Monday, June 13, 2016

Carroll's "Sorry, There’s Nothing Magical About Breakfast"

I love research that is counterintuitive. It is interesting to me and makes a strong, memorable example for the classroom. That's why I'm recommending Carroll's piece from the NYT. It questions the conventional wisdom that breakfast is the most important meal of the day.

As Carroll details, there is a long standing and strong belief in nutrition research claiming that breakfast reduces obesity and leads to numerous healthy outcomes. But most nutrition research is correlational, not causal. AND there seems to be an echo-chamber effect, such that folks are miss-citing previous nutrition research to bring it in line with the breakfast research.

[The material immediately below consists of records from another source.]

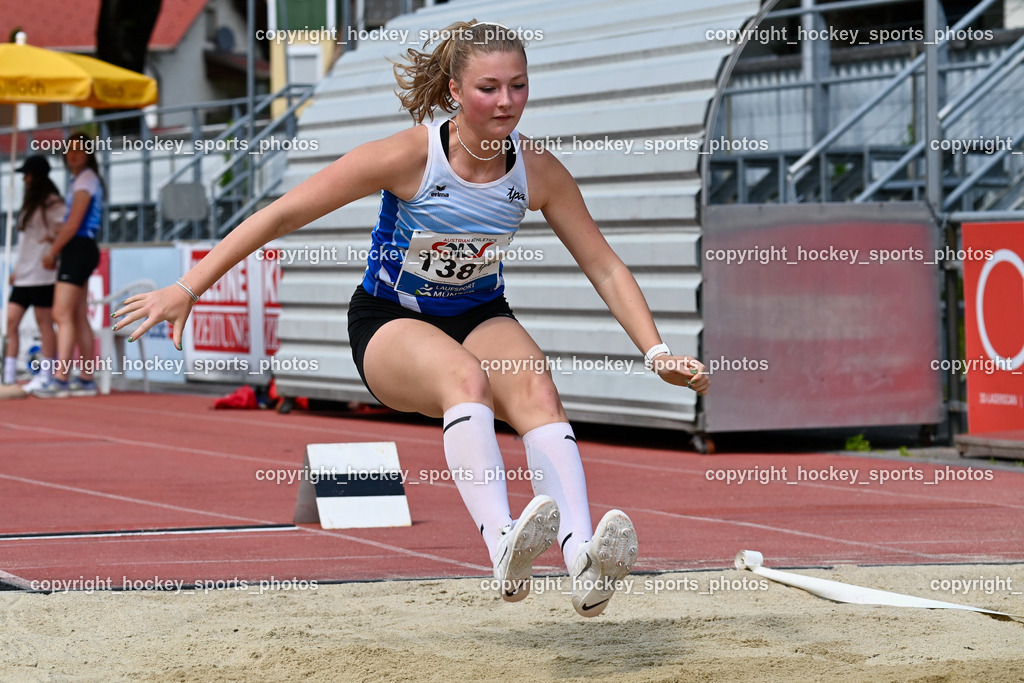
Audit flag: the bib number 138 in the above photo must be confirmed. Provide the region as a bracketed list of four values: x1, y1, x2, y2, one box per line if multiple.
[419, 252, 480, 281]
[395, 230, 513, 296]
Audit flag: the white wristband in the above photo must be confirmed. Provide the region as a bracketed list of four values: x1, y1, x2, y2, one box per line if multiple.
[644, 343, 671, 370]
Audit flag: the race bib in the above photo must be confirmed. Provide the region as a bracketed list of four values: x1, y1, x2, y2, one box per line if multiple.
[394, 231, 514, 298]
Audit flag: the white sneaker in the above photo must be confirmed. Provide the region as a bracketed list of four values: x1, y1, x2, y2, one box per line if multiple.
[570, 510, 638, 617]
[33, 377, 70, 399]
[23, 374, 49, 394]
[492, 495, 559, 602]
[68, 377, 98, 397]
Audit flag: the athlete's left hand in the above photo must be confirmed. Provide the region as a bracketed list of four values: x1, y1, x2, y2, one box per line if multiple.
[653, 355, 709, 395]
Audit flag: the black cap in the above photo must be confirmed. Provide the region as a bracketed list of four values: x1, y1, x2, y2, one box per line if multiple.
[16, 155, 51, 176]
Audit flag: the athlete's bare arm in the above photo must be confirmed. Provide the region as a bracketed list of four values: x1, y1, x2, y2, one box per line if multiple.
[112, 126, 429, 347]
[523, 143, 709, 393]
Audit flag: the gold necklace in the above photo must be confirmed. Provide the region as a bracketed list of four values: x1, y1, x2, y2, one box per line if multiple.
[452, 118, 502, 161]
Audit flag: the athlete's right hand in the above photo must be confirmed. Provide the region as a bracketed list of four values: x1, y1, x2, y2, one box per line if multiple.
[111, 284, 196, 350]
[653, 355, 709, 395]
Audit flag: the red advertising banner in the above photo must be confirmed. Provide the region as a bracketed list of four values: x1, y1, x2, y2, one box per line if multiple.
[962, 222, 1024, 433]
[261, 253, 281, 356]
[189, 249, 251, 354]
[182, 245, 281, 382]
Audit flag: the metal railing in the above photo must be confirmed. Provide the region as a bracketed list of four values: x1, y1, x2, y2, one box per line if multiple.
[708, 1, 1024, 209]
[853, 33, 1024, 204]
[782, 0, 1003, 201]
[154, 83, 316, 241]
[0, 82, 316, 243]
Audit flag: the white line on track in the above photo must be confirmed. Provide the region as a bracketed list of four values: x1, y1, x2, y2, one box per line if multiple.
[4, 555, 403, 571]
[491, 484, 964, 563]
[90, 403, 446, 447]
[583, 455, 1024, 511]
[0, 473, 276, 523]
[0, 421, 292, 466]
[0, 526, 300, 541]
[624, 504, 937, 561]
[0, 473, 488, 573]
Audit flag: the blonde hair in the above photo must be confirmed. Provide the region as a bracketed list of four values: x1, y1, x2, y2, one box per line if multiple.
[393, 20, 527, 123]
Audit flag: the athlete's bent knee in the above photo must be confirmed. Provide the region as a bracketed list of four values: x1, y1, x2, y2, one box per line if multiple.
[516, 372, 566, 421]
[445, 358, 493, 406]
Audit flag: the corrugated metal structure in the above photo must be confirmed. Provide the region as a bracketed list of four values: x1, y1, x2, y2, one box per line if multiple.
[273, 0, 759, 430]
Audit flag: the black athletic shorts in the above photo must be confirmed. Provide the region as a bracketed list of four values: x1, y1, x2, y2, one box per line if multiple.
[57, 236, 100, 287]
[9, 284, 55, 309]
[347, 284, 516, 399]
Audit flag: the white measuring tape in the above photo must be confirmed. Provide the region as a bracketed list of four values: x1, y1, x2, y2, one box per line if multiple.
[734, 550, 1021, 622]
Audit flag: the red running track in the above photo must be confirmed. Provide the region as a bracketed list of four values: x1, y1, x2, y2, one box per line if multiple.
[1, 392, 1022, 591]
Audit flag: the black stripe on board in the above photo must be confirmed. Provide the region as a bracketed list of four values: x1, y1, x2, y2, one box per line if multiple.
[313, 473, 406, 498]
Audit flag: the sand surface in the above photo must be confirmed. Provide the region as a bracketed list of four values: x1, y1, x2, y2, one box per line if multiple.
[2, 563, 1022, 682]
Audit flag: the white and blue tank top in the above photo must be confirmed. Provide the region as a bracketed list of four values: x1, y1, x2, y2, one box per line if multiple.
[66, 168, 103, 240]
[360, 118, 530, 315]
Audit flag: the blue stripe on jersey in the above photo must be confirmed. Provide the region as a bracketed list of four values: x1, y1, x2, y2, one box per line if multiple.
[364, 190, 402, 295]
[361, 119, 529, 315]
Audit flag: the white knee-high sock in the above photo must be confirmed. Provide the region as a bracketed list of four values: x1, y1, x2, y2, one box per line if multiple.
[523, 422, 592, 571]
[3, 356, 17, 384]
[442, 403, 514, 559]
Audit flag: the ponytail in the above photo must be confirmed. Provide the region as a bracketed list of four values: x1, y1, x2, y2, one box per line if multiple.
[393, 20, 527, 123]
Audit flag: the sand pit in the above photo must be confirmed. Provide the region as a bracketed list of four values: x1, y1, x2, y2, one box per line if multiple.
[2, 563, 1021, 681]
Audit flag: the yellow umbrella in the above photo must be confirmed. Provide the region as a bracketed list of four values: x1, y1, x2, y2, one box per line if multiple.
[0, 32, 158, 352]
[0, 47, 158, 108]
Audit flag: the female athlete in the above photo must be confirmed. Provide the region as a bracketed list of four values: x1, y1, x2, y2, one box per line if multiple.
[113, 20, 710, 617]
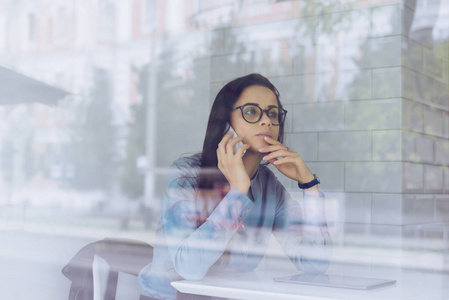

Reasons to use this article as a discussion piece in your statistics or research methods course:

-Highlights the difference between correlation and causation
-Provides an easy to understand example of publication bias ("no breakfast = obesity" is considered a fact, studies that found the opposite were less likely to be published)
-This pop NYT article includes links to all of the referenced research.
-Describes different research methods used to explore the issue. Controlled research in which breakfast eaters were forced to skip breakfast. Meta analysis. Diary studies. Adult research versus kid research.
-Conflict of interest: Should we trust pro-breakfast research conducted by companies that sell cereal?
-Conflation: Research does support the notion that children who eat breakfast do better in school than those who do not. This has been used to support the bigger notion that breakfast = good. However, this research has used poor kids who get free breakfast at school as their participants. So, under-nourished, rapidly growing kids who live in a condition of food uncertainty and poverty do better when they have at least one guaranteed meal a day, a guaranteed meal that involves spending more time at the physical school. Can we generalize this to, say, middle class adults, with different nutritional needs than growing children, who have greater control over their lives, and are financially secure?